Je précise ici que je rédige volontairement cet article avant d’avoir terminé la lecture de l’intégralité de l’ouvrage : je ne risque pas, ainsi, de dévoiler d’élément essentiel. En effet, l’une des qualités majeures de ce genre d’ouvrages est la capacité de tenir le lecteur en haleine jusqu’à une issue imprévue. Pour ma part, l’auteur a réussi à me captiver. L’ouvrage est extrêmement bien ficelé, et se veut structuré à l’image d’une partie d’échecs. Plusieurs rebondissements de l’histoire sont parfaitement inattendus.

Les changements de focale

J’ai apprécié les changements de point de vue, qui permettent de suivre l’intrigue à travers le regard de différents personnages.
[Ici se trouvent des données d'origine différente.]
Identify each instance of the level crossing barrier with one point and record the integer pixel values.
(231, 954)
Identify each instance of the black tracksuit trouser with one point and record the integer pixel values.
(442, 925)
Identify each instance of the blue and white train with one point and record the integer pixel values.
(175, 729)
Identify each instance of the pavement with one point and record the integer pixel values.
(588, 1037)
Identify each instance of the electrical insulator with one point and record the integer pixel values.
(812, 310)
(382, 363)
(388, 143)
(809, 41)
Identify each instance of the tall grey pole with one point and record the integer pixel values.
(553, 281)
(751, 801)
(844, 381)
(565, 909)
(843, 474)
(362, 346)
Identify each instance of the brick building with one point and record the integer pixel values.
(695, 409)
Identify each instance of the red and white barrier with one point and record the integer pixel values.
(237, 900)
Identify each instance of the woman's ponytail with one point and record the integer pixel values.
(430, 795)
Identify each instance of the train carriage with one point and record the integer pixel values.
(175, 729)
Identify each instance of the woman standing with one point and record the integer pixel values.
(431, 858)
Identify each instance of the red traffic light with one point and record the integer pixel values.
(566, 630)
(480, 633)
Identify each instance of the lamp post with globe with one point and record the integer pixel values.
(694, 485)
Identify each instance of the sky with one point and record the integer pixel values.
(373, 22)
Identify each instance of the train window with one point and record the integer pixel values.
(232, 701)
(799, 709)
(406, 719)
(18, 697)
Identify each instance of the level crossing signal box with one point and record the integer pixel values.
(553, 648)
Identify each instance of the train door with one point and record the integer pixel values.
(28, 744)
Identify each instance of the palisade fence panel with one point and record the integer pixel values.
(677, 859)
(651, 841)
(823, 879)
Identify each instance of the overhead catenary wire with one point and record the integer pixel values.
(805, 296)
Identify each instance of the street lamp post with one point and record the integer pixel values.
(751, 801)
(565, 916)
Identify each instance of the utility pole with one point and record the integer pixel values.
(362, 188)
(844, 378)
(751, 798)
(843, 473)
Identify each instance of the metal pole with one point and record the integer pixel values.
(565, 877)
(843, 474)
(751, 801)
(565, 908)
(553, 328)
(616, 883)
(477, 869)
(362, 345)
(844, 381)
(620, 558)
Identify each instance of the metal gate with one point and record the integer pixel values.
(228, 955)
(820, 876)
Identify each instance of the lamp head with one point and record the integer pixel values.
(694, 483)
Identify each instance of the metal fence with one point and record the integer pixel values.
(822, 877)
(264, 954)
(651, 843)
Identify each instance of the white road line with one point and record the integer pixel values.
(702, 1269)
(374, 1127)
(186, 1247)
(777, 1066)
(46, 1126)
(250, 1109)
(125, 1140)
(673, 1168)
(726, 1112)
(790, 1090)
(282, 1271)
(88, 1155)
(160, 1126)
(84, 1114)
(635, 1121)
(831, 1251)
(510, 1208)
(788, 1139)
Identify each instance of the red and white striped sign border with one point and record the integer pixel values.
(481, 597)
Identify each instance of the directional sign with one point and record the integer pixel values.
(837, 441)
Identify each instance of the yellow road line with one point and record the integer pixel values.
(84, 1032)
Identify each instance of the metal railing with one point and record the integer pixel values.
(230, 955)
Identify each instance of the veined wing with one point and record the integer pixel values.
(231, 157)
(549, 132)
La plupart d’entre eux sont traités à la troisième personne, donc par le truchement d’un narrateur omniscient, ponctuellement en focalisation interne. Nous suivons à la fois des personnages « ordinaires », c’est-à-dire incapables de manipuler les gens par la pensée, qui deviennent progressivement les héros de l’histoire, et ces personnages extra-ordinaires, plus ou moins cruels et sadiques, avec différents degrés de perversité selon le personnage considéré, mais bizarrement très humains malgré tout.

Mais la vieille Melanie Fuller a droit, quant à elle, à la première personne. C’est donc un personnage à part. L’auteur nous met donc, par moments, à la place de la vieille sorcière, nous livrant le monde telle qu’elle le voit. Nous ressentons ainsi avec elle ce que c’est que de posséder le Talent, la faculté de manipuler autrui par le pouvoir de la pensée, et de les réduire à l’état de marionnettes. Melanie Fuller et ses comparses ressentent du plaisir, voire de la jouissance, dans la souffrance d’autrui : ce sont des personnages authentiquement sadiques.

Des méchants vraiment méchants !

Un pion bien vulnérable (Pixabay)

Autant dire que le lecteur éprouve à plusieurs occasions une sensation de gêne, voire de malaise, liée à la perversité absolue de personnages qui n’ont aucun égard pour la dignité humaine, ni aucun respect pour la vie. On comprend très rapidement que Nina Drayton, Willi Borden et Melanie Fuller n’ont rien de paisibles retraités, et qu’ils sont au contraire des personnages particulièrement dangereux et foncièrement mauvais. Ils se délectent de la souffrance d’autrui, au point d’appeler Festin ce moment où ils usent de leur pouvoir pour tuer.

Les passages où parle Melanie Fuller sont, à ce titre, particulièrement saisissants, dans la mesure où celle-ci manipule les individus et leur fait notamment commettre des crimes comme s’il s’agissait d’une chose très banale. Melanie Fuller joue de l’euphémisme : elle peut très bien dire, par exemple, que sa voisine dans le bus lui a généreusement offert toutes ses économies, alors qu’il faut comprendre que la vieille dame a manipulé cette inconnue pour obtenir ce « don », et qu’elle a donc volé cet argent. Melanie Fuller ne semble avoir aucune conscience de l’immoralité d’un tel acte.

Un véritable univers

Dan Simmons a également su étoffer son intrigue par l’insertion d’analepses qui permettent de relater le passé des différents personnages. Nous apprenons ainsi, par exemple, comment Melanie Fuller perdit son premier amant en le contraignant psychiquement à se battre en duel pour elle. Surtout, l’intrigue trouve des origines dans l’Allemagne nazie…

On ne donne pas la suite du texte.